Они обменялись обычными пожеланиями и положили трубки.

В половине третьего принесли телеграмму из Марселя. Там был адрес и фамилия француза. Лангаротти обещал позвонить ему заранее и лично рекомендовать Шеннона. Телеграмма заканчивалась тем, что поиски агента по экспорту ведутся, и в течение пяти дней он сообщит его имя и адрес.

Шеннон снял трубку и набрал номер компании "Юта Эйрлайнс" на Пикадилли, чтобы заказать себе место на вечерний рейс в воскресенье из парижского аэропорта "Ле Бурже" в Африку. В компании БЕА он заказал билет до Парижа на первый рейс в субботу, на следующий день. После обеда он уже расплатился за оба заказа наличными.

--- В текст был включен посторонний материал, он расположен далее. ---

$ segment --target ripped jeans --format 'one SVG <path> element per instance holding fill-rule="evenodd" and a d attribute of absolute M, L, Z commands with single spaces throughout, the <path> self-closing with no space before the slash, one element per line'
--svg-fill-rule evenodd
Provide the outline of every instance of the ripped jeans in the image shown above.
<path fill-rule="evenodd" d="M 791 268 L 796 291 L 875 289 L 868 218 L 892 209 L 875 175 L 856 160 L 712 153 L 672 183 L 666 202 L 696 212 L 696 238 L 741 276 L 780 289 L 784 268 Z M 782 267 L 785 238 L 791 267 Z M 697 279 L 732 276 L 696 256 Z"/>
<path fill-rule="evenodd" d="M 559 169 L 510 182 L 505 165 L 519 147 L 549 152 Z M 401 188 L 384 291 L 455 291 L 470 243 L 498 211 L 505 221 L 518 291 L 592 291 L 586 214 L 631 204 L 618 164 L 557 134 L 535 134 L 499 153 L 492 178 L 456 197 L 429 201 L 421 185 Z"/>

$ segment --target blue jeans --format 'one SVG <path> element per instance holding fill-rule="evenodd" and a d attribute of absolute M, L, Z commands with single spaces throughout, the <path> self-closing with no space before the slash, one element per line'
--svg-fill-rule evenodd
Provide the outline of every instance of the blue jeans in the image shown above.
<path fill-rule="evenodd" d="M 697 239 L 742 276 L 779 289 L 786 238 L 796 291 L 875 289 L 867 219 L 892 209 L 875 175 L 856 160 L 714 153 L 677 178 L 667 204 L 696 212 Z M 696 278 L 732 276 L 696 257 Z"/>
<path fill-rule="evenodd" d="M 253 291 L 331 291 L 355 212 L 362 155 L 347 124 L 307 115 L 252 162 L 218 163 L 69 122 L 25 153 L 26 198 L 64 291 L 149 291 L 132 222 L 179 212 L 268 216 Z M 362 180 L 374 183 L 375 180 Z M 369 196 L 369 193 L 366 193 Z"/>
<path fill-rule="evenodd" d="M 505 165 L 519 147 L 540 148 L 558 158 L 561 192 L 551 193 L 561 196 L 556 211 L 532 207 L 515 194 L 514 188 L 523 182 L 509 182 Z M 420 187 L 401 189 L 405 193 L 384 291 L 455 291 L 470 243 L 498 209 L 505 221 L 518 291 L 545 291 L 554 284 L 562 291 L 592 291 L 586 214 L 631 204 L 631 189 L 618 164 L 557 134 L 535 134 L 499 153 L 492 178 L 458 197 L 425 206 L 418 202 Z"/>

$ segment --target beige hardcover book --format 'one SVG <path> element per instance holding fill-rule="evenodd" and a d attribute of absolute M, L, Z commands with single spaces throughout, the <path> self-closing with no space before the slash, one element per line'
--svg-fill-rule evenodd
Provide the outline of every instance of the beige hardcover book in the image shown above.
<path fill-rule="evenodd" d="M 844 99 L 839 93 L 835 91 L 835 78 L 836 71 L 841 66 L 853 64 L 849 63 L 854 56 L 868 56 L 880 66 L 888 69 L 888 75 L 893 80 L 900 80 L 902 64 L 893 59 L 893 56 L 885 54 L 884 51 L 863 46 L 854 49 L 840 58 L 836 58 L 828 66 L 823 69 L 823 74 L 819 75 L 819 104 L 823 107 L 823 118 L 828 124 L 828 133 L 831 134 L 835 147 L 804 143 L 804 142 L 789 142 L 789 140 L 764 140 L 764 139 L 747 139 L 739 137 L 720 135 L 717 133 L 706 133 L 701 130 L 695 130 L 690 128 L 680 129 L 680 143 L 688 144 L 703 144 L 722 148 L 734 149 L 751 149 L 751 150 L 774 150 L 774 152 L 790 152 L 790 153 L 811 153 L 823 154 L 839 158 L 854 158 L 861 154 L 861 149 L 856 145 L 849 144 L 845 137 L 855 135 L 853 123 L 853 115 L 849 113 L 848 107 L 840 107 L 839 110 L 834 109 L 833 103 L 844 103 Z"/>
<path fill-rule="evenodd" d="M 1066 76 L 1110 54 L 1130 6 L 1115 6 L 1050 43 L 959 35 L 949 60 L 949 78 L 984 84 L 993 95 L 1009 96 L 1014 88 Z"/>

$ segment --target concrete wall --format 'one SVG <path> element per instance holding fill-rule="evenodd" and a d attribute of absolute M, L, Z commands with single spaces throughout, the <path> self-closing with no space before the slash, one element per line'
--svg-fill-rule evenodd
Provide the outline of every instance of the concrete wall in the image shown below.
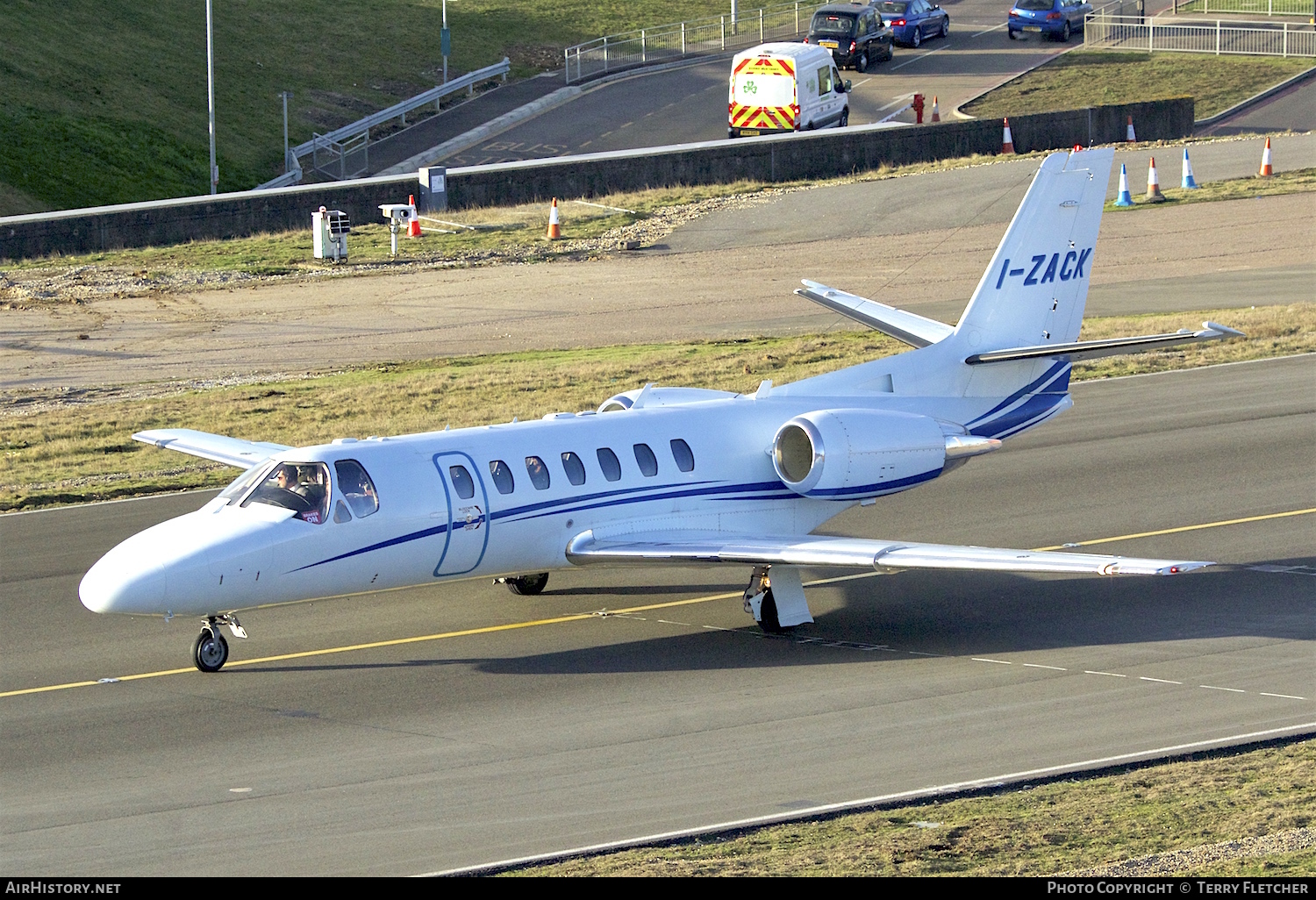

Он вложил 2000 фунтов из тех денег, что привез из Германии, в конверт и засунул под подкладку своего дорожного саквояжа, ибо дежурящие в аэропорту представители Казначейства весьма неодобрительно относятся к британским гражданам, стремящимся выехать из страны, имея на руках более положенных 25 фунтов наличными и 300 фунтов в аккредитивах.

Сразу после ланча сэр Джеймс Мэнсон вызвал Саймона Эндина к себе в кабинет. Он закончил чтение отчета Шеннона и был приятно удивлен, как стремительно воплощался в жизнь план, предложенный наемником двенадцать дней назад. Проверил счета и одобрил произведенные расходы. Еще больше ему пришелся по душе долгий телефонный разговор с Мартином Торпом, который провел полночи и все утро в компании брокера, занимающегося страховкой.

– Ты говоришь, что Шеннон пробудет за границей большую часть следующей недели? – обратился он к Эндину, когда помощник вошел в его кабинет.

– Да, сэр Джеймс.

– Хорошо. Есть одно дело, которое надо рано или поздно провернуть, так пусть это будет сейчас. Возьми один из наших стандартных бланков контракта о найме на работу. Типа того, что мы используем при привлечении африканских представителей. Заклей название "Мэн-Кон" узкой полоской бумаги и впиши вместо этого "Бормак". Заполни контракт на год работы в качестве представителя по Западной Африке Антуана Боби с оплатой по 500 фунтов в месяц. Когда будет готово, покажи мне.

– Боби? – спросил Эндин. – Вы имеете в виду полковника Боби?